Il tema del medico inviante, comune per entrambi, mi ha permesso di riconoscere immediatamente il potere che l’inviante stesso ha nel definire il contesto del lavoro. Ho sentito l’importanza di tenere presente le premesse e la convinzione che attraverso di lui sono arrivate al primo momento del colloquio nelle parole di Claudio e Remo. Nell’esasperazione di una ricerca impossibile di soluzioni alle esigenze di entrambi nel vedere interrompersi la sintomatologia fisica, il medico trova una soluzione nello “spedire” la persona in terapia (Selvini Palazzoli et al, 1988).
Aderire all’indicazione del medico, per i pazienti, è riconoscere che egli sia in grado e sia competente a individuare la soluzione adeguata, ma immediatamente correndo il rischio di associarsi al modello lineare causale che il pensiero bio-medico ha in sé, anche in una successione di deleghe tra professionisti sanitari. Nella stanza, oltre alle mie premesse e a quelle della persona seduta davanti a me, erano ben presenti anche le premesse di cos’è salute e malattia, cos’è cura, cos’è terapia del medico inviante per un paziente come Claudio con una malattia cronica, quindi inguaribile e per Remo, dato il sospetto che sia una sintomatologia fondamentalmente inventata, dunque inesistente, e necessariamente un problema di ordine di salute mentale.

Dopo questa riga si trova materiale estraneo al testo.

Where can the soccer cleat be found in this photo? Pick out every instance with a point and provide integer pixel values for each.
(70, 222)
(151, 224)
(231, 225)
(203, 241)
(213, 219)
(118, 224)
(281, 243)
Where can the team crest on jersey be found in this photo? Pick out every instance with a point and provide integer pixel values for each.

Sulle saluti e sulle malattie
Il termine salute viene unicamente usato nella sua forma singolare, non rientra nel nostro linguaggio la possibilità di raccontare, discorrere e riflettere sulle saluti, il che sembra essere una conferma, inoltre, che l’uso del linguaggio rispecchia ed è determinato dal pensiero e le premesse a cui è legato. La salute è definita dall’Organizzazione Mondiale della Sanità “come stato completo di benessere fisico, mentale e sociale”. Se da un lato viene superata la concezione di salute come assenza di malattia, contemporaneamente questa definizione esprime un’idea statica di salute come condizione da raggiungere e/o, utopisticamente, mantenere. La salute rischia di diventare assenza di segni e sintomi, assenza di malattia, riduzione dei sintomi positivi, riduzione di turgore e calore o, nella migliore delle ipotesi, con una buona riabilitazione o l’utilizzo di una buona protesi, il recupero delle funzioni perdute.

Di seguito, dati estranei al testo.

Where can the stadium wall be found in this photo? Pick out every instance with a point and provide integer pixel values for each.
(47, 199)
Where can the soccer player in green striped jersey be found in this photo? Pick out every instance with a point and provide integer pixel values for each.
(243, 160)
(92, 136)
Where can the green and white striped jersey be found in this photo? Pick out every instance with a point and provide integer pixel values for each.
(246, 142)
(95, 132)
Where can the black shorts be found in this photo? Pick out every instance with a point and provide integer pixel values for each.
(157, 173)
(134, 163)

Secondo Foucault (1963) la medicina comprende la conoscenza dell’uomo in salute, cioè l’esperienza della persona senza malattia, così da darne sia una definizione sia un modello; il che nella definizione delle condizioni di salute, delle condizioni di normalità, ne delinea una norma. Nella pretesa dell’oggettività, la malattia stessa è osservabile attraverso uno sguardo normato e contemporaneamente normante perché decide e definisce i confini della normalità. La salute mentale, nella sua componente “salute”, è concepita nel pensiero comune con le stesse caratteristiche della salute fisica? Quanto è possibile nella relazione con il paziente che arriva in seduta, considerare e ristrutturare l’idea di salute come assenza di sintomi e non come conditio sine qua non del benessere? Inoltre, se “normare, normalizzare significa imporre un’esigenza a un’esistenza” (Canguilhem, 1996) nella cornice deterministica della relazione mente-corpo, il principio di causalità di una difficoltà fisica o esistenziale diviene prerequisito implicito delle relazioni di cura. C’è una norma, di esclusiva proprietà del professionista esperto, che delinea quale sia la finalità del “trattamento” in direzione di quella salute definita precedentemente.

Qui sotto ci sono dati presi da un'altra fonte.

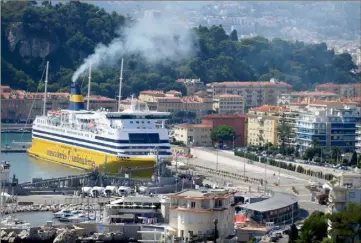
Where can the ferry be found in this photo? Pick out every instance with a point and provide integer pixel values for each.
(109, 141)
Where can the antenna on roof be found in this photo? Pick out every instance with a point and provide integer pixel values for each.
(89, 83)
(46, 87)
(120, 84)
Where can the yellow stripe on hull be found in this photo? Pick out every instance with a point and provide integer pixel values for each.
(88, 159)
(76, 98)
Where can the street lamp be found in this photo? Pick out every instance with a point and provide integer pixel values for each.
(215, 222)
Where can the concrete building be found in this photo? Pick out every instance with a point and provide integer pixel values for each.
(255, 93)
(193, 134)
(279, 209)
(19, 105)
(192, 85)
(193, 213)
(331, 123)
(126, 104)
(304, 96)
(263, 124)
(346, 190)
(238, 122)
(228, 104)
(343, 90)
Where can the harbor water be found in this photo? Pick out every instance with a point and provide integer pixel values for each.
(25, 168)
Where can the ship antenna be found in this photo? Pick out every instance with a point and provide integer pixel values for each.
(89, 84)
(46, 87)
(120, 84)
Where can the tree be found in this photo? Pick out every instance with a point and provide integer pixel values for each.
(347, 223)
(223, 133)
(293, 234)
(314, 228)
(234, 36)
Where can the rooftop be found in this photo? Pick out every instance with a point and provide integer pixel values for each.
(250, 84)
(313, 93)
(224, 116)
(228, 96)
(192, 126)
(269, 108)
(207, 194)
(277, 201)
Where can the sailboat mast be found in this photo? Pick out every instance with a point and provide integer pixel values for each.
(89, 83)
(46, 87)
(120, 85)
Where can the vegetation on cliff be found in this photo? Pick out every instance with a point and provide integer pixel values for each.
(67, 33)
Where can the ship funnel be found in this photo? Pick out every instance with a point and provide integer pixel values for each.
(76, 101)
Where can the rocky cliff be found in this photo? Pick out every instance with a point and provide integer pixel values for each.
(29, 46)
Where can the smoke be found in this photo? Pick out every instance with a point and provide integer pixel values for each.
(154, 38)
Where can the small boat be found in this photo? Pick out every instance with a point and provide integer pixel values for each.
(14, 223)
(61, 213)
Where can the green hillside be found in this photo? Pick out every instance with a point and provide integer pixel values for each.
(65, 34)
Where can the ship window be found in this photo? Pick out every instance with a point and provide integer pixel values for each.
(143, 138)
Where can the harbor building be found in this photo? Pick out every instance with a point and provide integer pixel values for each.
(343, 90)
(256, 93)
(192, 85)
(280, 208)
(228, 104)
(263, 124)
(358, 138)
(331, 123)
(193, 134)
(307, 96)
(193, 213)
(346, 190)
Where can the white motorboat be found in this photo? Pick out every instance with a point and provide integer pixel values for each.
(61, 213)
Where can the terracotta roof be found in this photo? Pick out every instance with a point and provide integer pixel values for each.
(224, 116)
(269, 108)
(249, 84)
(313, 93)
(193, 125)
(173, 92)
(152, 92)
(228, 96)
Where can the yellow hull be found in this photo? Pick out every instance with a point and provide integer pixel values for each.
(88, 159)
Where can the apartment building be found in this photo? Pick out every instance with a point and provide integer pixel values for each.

La cura rischia, dunque, di diventare esclusivamente sinonimo di terapia, quest’ultima intesa come agente esterno farmacologico, tecnico o strumentale atto a “guarire” o ripristinare. Questo sembra favorire un principio di delega fondato sul fatto che chi chiede una cura, è piuttosto certo dell’esistenza, in chi pratica la cura, di una conoscenza capace di trovare una spiegazione e produrre, con tecniche e strumenti, il cambiamento desiderato finalizzato a raggiungere il benessere.
La ricerca di senso, cioè la comprensione del proprio “stato di salute”, si pone su un piano differente e distante dalla ricerca delle cause. Questo potrebbe spiegare il proliferare e il successo di forme alternative di cura, in particolare modo quelle che si rifanno a tradizioni non occidentali di terapia, alla ricerca di una visione meno accanitamente deterministica. Damasio (1994) sostiene, e sembra essere ancora attuale la sua considerazione, che “il favore di cui attualmente godono le medicine alternative è una spia della diffusa insoddisfazione per l’incapacità, da parte della medicina tradizionale di considerare l’individuo umano nella sua interezza” ed è cogliendo l’interezza e l’interdipendenza, e non dalla separazione tra le parti, che si può approfondire la dimensione della salute-benessere.
Tornando alla definizione dell’OMS, in quali momenti possiamo davvero descriverci in salute con la presenza di un benessere, fisico, mentale e sociale? È possibile nel senso comune, nel discorso pubblico, nelle premesse implicite, nella cultura in cui siamo immersi, per ciascuno di noi e per le persone che si rivolgono a un professionista sanitario, considerarsi in salute anche in presenza di malattia?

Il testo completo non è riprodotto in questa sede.